Current Open Questions

 

    1.Do human neurons use local protein synthesis in growth cones to regulate axon guidance?

 

    2.Do axons of human neurons with mutations in the Tuberous Sclerosis (TSC) related genes, TSC1 and TSC2, exhibit proper axon guidance behaviors in vitro?

 

    3.Is local protein synthesis defective in growth cones of neurons derived from iPSCs of patients with TSC?

 

    4.Do axons of human neurons with mutations in the Fragile X syndrome (FXS) gene exhibit proper axon guidance behaviors in vitro?

 

    5.Is local protein synthesis defective in growth cones of neurons derived from iPSCs of patients with FXS?

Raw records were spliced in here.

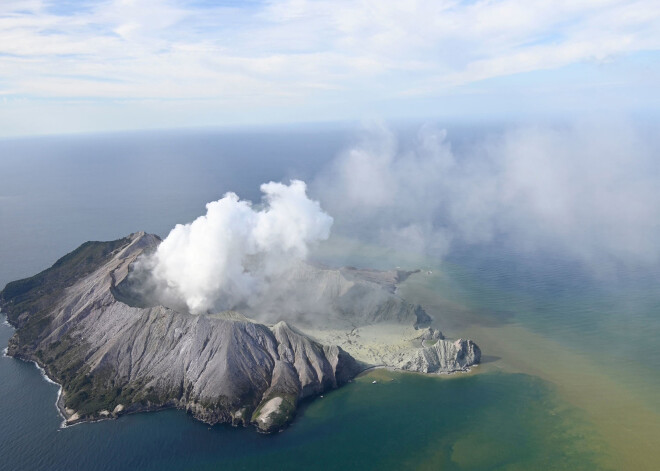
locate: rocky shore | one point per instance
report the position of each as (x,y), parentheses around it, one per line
(112,358)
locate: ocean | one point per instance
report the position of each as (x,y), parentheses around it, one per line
(571,369)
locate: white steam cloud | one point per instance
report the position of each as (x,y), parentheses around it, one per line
(226,257)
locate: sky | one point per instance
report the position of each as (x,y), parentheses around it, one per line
(69,66)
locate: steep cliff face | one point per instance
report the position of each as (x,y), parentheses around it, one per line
(84,321)
(112,358)
(444,356)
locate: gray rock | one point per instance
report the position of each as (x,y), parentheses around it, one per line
(443,357)
(110,356)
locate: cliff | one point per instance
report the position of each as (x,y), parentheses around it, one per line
(83,320)
(111,358)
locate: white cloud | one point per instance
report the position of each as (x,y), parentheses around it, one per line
(312,52)
(590,190)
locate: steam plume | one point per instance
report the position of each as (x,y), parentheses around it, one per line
(225,257)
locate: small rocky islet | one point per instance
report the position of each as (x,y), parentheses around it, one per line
(112,355)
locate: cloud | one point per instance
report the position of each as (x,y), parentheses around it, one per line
(589,190)
(228,256)
(175,50)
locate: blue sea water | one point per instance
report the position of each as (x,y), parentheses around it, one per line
(56,193)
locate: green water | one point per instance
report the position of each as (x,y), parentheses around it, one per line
(572,363)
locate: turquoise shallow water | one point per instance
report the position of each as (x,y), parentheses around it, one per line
(405,421)
(586,386)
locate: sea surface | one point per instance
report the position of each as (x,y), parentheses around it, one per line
(571,371)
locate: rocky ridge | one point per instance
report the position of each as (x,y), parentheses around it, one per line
(112,358)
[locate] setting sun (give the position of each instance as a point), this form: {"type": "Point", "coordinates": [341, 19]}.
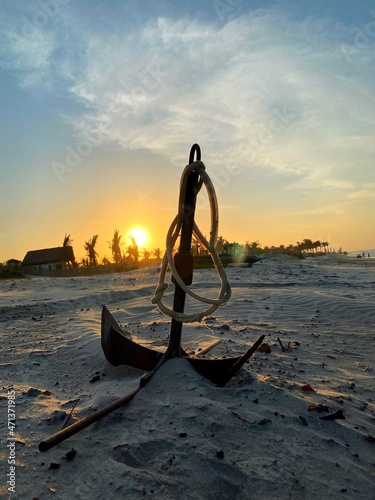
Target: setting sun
{"type": "Point", "coordinates": [140, 235]}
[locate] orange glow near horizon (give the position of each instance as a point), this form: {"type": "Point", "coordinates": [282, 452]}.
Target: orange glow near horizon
{"type": "Point", "coordinates": [140, 234]}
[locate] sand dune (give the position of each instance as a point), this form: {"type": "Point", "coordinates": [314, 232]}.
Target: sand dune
{"type": "Point", "coordinates": [182, 437]}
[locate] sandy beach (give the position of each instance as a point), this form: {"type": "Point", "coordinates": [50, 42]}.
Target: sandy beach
{"type": "Point", "coordinates": [262, 436]}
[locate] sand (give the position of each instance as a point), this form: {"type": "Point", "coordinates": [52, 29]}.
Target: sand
{"type": "Point", "coordinates": [182, 437]}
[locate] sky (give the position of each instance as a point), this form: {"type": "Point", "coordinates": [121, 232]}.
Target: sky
{"type": "Point", "coordinates": [101, 101]}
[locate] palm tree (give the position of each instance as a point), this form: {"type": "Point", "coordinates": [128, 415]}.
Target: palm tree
{"type": "Point", "coordinates": [115, 246]}
{"type": "Point", "coordinates": [92, 254]}
{"type": "Point", "coordinates": [67, 240]}
{"type": "Point", "coordinates": [146, 253]}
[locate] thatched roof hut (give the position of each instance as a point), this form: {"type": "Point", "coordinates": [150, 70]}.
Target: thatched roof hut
{"type": "Point", "coordinates": [48, 259]}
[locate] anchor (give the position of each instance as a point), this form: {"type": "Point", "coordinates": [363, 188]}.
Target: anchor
{"type": "Point", "coordinates": [120, 349]}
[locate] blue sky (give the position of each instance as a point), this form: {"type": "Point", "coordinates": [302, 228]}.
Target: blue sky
{"type": "Point", "coordinates": [101, 101]}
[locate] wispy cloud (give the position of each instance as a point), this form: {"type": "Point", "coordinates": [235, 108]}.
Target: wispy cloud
{"type": "Point", "coordinates": [262, 91]}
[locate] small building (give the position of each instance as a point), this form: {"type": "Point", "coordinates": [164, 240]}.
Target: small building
{"type": "Point", "coordinates": [49, 261]}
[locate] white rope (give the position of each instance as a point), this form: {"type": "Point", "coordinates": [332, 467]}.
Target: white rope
{"type": "Point", "coordinates": [172, 235]}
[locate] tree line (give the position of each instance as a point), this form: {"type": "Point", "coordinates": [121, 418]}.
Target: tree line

The discovery of human embryonic stem cells (hESCs) and the generation of human induced pluripotent stem cells (hiPSCs) has dramatically expanded our ability to understand the normal development of the human nervous system and the molecular basis of neurodevelopmental disorders.  In particular, reprogramming somatic cells into hiPSCs allows generation patient-specific lines of hiPSCs that carry disease causing mutations.  One of the most powerful features of hESCs and hiPSCs is their ability to be differentiated into a wide variety of cell types, including neurons.  Specific classes of neurons can be generated in abundance for use in biochemical, molecular and cell biological assays of development and function.  We are currently using human forebrain neurons, retinal ganglion cells and motorneurons to address both basic and disease related questions concerning the development of the human nervous system.